Forum Discussion

SeanC's avatar
3 years ago

Auto Balanced Collector Groups need a rework

Currently, if a collector goes down the devices it was monitoring will only failover to other collectors in the group if doing so does not put them over the defined Rebalance Threshold on the ABCG.

This means you can't specify a Rebalance Threshold that allows instances to rebalance evenly across your collectors AND allow for instances to failover, it's one or the other which defeats the whole purpose and takes the Auto out of Auto Balance as to have collectors run in an n-1 highly available configuration means you have to specify a Rebalance Threshold value that is higher than the total instance count divided by the number of collectors minus one, then after a failover you have to adjust the Rebalance Threshold to a number close to the total number of instances divided by number of collectors, trigger a rebalance, wait, and then set the Rebalance Threshold back to total instance count divided by the number of collectors minus one.

Madness!

I propose keeping the Rebalance Threshold field but making it actually behave like it's name; when instance count is over the value, collector tries to offload instances to other collectors in the group.

BUT, allow instances from a failed collector to offload to collectors past that threshold value so that failover continues to work.

To address the concern of collectors being pushed past their capacity, add an additional field called Max Allowed Instances and only disallow instances to be offloaded to a collector if the instance count would push it past that value and trigger an alert in the event that that happens.

This will allow us to have HA configurations AND auto balancing of instances work at the same time, as well as alerting us to the fact that instances have not failed over when it happens so that steps can be taken to increase the sizing/number of collectors.

 

4 Replies

  • Anonymous's avatar
    Anonymous

    I like this. Sort of a "rebalance if over X" and "don't fail to me if it'll put me over Y".  X defines when to shed load and Y determines when to refuse shedded load.
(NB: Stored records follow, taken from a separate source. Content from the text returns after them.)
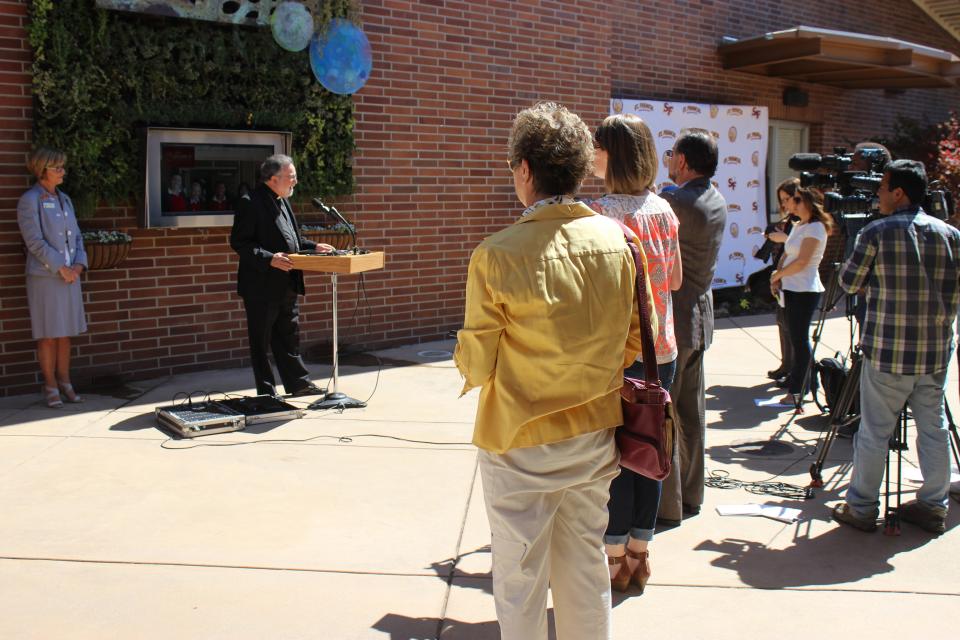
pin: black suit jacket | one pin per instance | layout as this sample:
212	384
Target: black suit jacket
702	212
256	236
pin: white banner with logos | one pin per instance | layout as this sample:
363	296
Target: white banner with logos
741	135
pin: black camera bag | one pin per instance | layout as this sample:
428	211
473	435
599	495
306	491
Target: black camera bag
833	374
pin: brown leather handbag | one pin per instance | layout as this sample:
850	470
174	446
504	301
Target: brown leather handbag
647	436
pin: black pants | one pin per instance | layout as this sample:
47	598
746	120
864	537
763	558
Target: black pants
799	307
275	324
634	499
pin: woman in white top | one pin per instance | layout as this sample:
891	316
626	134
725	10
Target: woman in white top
799	279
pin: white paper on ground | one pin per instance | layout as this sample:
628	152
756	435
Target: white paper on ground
913	475
770	402
738	509
776	512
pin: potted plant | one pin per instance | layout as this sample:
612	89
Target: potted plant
336	235
106	249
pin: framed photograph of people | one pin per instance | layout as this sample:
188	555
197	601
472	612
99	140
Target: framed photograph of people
194	177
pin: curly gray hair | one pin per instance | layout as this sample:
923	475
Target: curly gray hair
556	144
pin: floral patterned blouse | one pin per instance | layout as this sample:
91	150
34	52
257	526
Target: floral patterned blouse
655	223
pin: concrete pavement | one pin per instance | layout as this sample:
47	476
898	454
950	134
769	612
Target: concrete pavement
370	523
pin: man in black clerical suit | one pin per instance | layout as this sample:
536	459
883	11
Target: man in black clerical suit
264	232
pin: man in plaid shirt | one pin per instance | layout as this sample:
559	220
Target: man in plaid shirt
908	265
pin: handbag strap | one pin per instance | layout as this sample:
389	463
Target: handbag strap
646	333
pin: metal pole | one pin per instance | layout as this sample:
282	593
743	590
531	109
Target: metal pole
336	359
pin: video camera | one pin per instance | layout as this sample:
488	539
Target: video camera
846	193
851	196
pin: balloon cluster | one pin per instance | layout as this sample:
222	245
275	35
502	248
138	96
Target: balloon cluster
340	53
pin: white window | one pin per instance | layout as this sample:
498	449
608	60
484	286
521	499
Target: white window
786	139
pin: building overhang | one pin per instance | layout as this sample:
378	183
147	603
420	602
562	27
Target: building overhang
842	59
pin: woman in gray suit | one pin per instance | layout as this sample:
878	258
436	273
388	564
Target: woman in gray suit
55	260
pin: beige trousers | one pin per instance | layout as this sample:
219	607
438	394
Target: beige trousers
547	507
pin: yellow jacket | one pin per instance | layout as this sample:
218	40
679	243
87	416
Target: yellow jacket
550	323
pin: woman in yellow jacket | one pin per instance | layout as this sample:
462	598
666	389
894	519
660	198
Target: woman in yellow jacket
550	323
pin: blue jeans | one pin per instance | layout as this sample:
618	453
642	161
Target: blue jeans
882	396
634	499
799	309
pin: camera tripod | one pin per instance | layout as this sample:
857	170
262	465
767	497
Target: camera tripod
898	444
830	298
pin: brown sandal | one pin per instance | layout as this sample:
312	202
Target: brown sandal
69	393
621	581
641	574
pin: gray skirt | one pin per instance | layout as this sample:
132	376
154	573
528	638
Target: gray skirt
56	308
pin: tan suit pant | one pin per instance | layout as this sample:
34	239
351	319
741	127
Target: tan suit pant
547	507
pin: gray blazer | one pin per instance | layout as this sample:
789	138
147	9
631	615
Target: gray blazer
48	224
702	212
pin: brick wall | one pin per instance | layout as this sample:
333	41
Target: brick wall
432	181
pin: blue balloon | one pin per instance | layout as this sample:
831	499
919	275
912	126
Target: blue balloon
341	58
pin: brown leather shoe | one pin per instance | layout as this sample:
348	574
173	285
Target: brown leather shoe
927	518
642	573
621	581
842	514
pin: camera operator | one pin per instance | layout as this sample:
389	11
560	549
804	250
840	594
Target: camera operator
907	265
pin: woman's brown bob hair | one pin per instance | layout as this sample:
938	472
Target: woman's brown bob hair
44	158
631	154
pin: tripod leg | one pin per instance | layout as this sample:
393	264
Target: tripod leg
851	387
891	525
954	445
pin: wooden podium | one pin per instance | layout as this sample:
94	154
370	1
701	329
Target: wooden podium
335	265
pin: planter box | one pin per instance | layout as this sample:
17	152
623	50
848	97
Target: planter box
334	238
106	256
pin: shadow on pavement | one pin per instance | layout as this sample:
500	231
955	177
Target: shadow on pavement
828	559
737	406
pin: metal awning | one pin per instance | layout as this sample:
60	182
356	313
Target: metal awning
842	59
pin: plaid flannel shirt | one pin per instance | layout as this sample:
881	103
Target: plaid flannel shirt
908	264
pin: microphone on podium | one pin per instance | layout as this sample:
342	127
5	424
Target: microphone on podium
339	217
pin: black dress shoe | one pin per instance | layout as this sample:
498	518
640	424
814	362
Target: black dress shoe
309	390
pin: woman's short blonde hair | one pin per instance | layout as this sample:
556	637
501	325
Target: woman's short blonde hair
631	153
557	146
44	158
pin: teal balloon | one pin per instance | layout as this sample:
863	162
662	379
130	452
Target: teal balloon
292	26
341	58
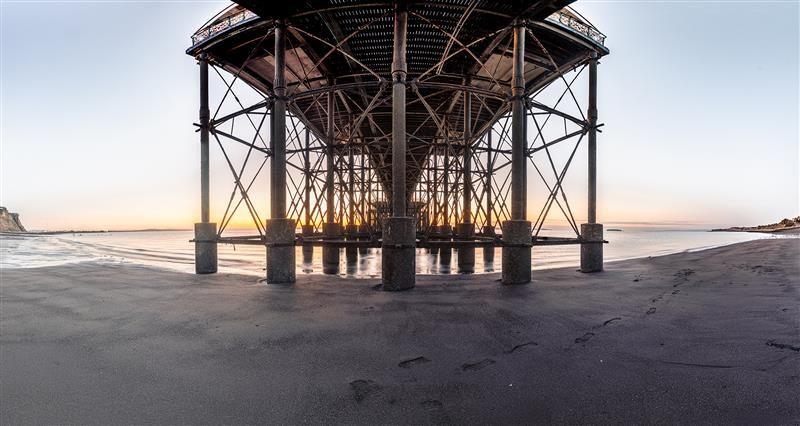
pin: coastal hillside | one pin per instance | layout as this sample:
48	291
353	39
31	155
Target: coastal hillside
9	222
784	225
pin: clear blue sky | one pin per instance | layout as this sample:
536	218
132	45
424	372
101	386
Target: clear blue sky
700	102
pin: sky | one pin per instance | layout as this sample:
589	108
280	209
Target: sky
699	102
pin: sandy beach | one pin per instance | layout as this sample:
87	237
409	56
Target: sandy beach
703	337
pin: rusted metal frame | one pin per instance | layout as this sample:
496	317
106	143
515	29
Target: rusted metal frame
241	173
532	151
241	141
558	181
344	41
242	190
241	68
464	16
349	56
458	87
553	193
240	106
464	47
553	111
224	223
560	74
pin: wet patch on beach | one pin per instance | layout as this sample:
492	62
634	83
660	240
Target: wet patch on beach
363	388
475	366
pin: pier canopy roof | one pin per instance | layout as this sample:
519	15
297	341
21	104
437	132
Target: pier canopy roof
345	46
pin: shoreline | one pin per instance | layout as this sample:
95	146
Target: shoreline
130	344
164	265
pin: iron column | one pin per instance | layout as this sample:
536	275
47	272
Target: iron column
518	126
399	71
399	232
330	229
592	232
280	231
517	231
205	232
465	229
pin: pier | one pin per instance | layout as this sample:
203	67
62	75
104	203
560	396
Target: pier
398	125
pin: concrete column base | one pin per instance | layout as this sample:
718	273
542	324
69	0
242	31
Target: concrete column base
399	254
330	255
351	252
591	247
466	255
516	252
363	229
205	248
308	250
280	251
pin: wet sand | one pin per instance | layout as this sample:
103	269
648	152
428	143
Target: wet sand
710	336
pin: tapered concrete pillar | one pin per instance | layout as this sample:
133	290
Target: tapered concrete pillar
592	232
351	252
516	252
205	232
308	250
466	254
205	248
488	251
517	231
330	254
280	231
399	231
363	230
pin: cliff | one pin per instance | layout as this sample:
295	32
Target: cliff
9	222
786	225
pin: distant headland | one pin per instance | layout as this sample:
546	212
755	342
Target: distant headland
786	225
9	222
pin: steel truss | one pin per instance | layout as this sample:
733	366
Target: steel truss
464	164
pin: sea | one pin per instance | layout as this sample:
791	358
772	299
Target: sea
173	250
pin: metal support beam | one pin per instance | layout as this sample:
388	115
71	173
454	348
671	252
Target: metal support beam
205	232
517	231
279	231
278	128
518	145
204	155
592	232
399	72
399	233
592	139
467	210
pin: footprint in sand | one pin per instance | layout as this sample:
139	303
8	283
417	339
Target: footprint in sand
475	366
520	346
363	388
413	361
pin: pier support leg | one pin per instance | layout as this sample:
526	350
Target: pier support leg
516	252
205	248
592	232
351	252
330	254
279	230
398	254
308	250
399	231
205	232
517	231
466	254
488	251
280	251
591	247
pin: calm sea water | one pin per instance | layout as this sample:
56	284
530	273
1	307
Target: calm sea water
172	249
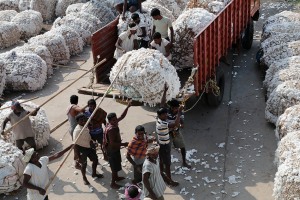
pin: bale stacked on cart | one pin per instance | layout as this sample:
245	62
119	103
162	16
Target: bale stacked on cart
11	167
186	27
40	124
144	74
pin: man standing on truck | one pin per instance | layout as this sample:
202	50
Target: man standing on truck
162	24
142	32
127	41
162	45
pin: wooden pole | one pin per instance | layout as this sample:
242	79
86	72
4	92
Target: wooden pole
101	62
86	124
20	103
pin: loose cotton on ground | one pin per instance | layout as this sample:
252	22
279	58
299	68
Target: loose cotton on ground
144	75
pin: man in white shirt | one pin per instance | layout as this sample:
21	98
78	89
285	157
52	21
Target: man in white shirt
127	41
36	177
162	24
142	32
162	45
  • @SeanC ABCG should not prevent failover even when the target collector is/would be above the rebalance threshold. If you're seeing this behavior I suggest reaching out to support to see if they can help you out.
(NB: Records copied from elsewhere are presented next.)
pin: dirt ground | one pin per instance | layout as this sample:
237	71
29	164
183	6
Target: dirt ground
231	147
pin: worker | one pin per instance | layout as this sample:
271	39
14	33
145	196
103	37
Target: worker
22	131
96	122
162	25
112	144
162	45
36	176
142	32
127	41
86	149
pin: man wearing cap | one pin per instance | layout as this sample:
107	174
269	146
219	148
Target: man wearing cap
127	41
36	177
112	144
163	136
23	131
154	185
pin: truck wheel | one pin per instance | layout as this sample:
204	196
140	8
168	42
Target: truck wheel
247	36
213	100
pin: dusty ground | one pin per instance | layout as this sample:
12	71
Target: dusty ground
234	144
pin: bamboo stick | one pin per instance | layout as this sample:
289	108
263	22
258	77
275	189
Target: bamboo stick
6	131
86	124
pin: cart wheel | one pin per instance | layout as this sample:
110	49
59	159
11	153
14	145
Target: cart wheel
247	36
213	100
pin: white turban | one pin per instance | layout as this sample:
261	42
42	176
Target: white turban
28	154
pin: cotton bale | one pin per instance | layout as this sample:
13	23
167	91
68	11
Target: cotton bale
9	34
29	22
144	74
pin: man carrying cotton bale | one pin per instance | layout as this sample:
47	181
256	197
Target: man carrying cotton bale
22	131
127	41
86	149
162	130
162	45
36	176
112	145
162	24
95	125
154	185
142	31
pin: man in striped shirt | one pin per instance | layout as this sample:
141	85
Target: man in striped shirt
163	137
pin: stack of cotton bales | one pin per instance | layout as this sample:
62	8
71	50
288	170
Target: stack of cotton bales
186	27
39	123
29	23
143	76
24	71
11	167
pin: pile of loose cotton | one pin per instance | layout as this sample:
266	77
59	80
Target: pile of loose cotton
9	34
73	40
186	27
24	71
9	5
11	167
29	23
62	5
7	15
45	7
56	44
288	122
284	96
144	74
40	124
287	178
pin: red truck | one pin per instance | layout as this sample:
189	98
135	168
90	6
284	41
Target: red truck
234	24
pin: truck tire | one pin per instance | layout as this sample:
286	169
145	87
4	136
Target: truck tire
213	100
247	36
  • On 9/23/2021 at 2:04 AM, Michael Rodrigues said:

    @SeanC ABCG should not prevent failover even when the target collector is/would be above the rebalance threshold. If you're seeing this behavior I suggest reaching out to support to see if they can help you out.

     

    We had an incident where instances didn't failover as expected so I raised a ticket.

    Support staff were the ones who advised me that collectors won't take instances over the threshold during a failover.

    I questioned the advice at the time as it was contrary to the way I interpreted the documentation but apparently the advice was verified with another engineer and is accurate.

    I guess I'll have to set up some tests and verify.

  • @SeanC I've spoken with the Collector development team about this. They've confirmed that my answer above is accurate.

    I'll speak to support about the confusion. Collector dev is also going to take a look at the ticket to see what went wrong in your portal with failover.

    I hope you didn't have to spend too much time doing your own verification on this. Sorry for any hassle.